What Risk Does Debt Bring?

Debt is a tool to help businesses grow, but if a business is incapable of paying off its lenders, then it exists at their mercy. Ultimately, if the company can't fulfill its legal obligations to repay debt, shareholders could walk away with nothing. However, a more common (but still painful) scenario is that it has to raise new equity capital at a low price, thus permanently diluting shareholders. Having said that, the most common situation is where a company manages its debt reasonably well - and to its own advantage. The first thing to do when considering how much debt a business uses is to look at its cash and debt together.

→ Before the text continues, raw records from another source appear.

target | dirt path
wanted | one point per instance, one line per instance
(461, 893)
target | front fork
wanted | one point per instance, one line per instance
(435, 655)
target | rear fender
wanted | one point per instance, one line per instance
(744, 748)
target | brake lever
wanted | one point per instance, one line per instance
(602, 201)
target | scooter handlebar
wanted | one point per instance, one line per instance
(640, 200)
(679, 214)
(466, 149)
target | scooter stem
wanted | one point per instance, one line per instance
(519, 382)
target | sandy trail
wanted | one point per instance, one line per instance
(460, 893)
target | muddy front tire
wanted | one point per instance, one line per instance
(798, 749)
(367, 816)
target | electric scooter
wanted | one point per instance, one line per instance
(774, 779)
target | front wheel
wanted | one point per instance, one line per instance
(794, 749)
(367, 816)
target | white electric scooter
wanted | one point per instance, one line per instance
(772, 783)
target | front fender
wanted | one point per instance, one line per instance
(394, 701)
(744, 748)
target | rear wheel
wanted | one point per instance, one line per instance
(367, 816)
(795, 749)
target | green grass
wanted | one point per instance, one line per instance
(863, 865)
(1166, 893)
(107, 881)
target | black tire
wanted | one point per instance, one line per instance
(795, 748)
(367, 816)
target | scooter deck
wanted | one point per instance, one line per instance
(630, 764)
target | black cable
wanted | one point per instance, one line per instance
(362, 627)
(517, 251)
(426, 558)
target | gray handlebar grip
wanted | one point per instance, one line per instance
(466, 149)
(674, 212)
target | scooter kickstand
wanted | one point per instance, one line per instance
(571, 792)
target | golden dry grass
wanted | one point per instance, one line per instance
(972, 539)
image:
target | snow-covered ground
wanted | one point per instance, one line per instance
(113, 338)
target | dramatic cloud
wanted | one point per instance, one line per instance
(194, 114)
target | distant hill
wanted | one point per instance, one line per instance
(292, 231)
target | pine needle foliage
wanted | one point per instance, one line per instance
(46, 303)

Check out our latest analysis for Swiss Steel Holding

What Is Swiss Steel Holding's Debt?

You can click the graphic below for the historical numbers, but it shows that Swiss Steel Holding had €902.6m of debt in June 2023, down from €969.9m, one year before. However, because it has a cash reserve of €31.4m, its net debt is less, at about €871.2m.

debt-equity-history-analysis
SWX:STLN Debt to Equity History October 24th 2023

A Look At Swiss Steel Holding's Liabilities

According to the last reported balance sheet, Swiss Steel Holding had liabilities of €1.11b due within 12 months, and liabilities of €807.4m due beyond 12 months. On the other hand, it had cash of €31.4m and €549.4m worth of receivables due within a year. So its liabilities outweigh the sum of its cash and (near-term) receivables by €1.34b.

This deficit casts a shadow over the €296.0m company, like a colossus towering over mere mortals. So we definitely think shareholders need to watch this one closely. After all, Swiss Steel Holding would likely require a major re-capitalisation if it had to pay its creditors today. There's no doubt that we learn most about debt from the balance sheet. But you can't view debt in total isolation; since Swiss Steel Holding will need earnings to service that debt. So when considering debt, it's definitely worth looking at the earnings trend. Click here for an interactive snapshot.

In the last year Swiss Steel Holding's revenue was pretty flat, and it made a negative EBIT. While that's not too bad, we'd prefer see growth.

Caveat Emptor

Importantly, Swiss Steel Holding had an earnings before interest and tax (EBIT) loss over the last year. To be specific the EBIT loss came in at €13m. If you consider the significant liabilities mentioned above, we are extremely wary of this investment. Of course, it may be able to improve its situation with a bit of luck and good execution. But we think that is unlikely since it is low on liquid assets, and made a loss of €96m in the last year. So we think this stock is quite risky. We'd prefer to pass. When analysing debt levels, the balance sheet is the obvious place to start. However, not all investment risk resides within the balance sheet - far from it. For example, we've discovered 1 warning sign for Swiss Steel Holding that you should be aware of before investing here.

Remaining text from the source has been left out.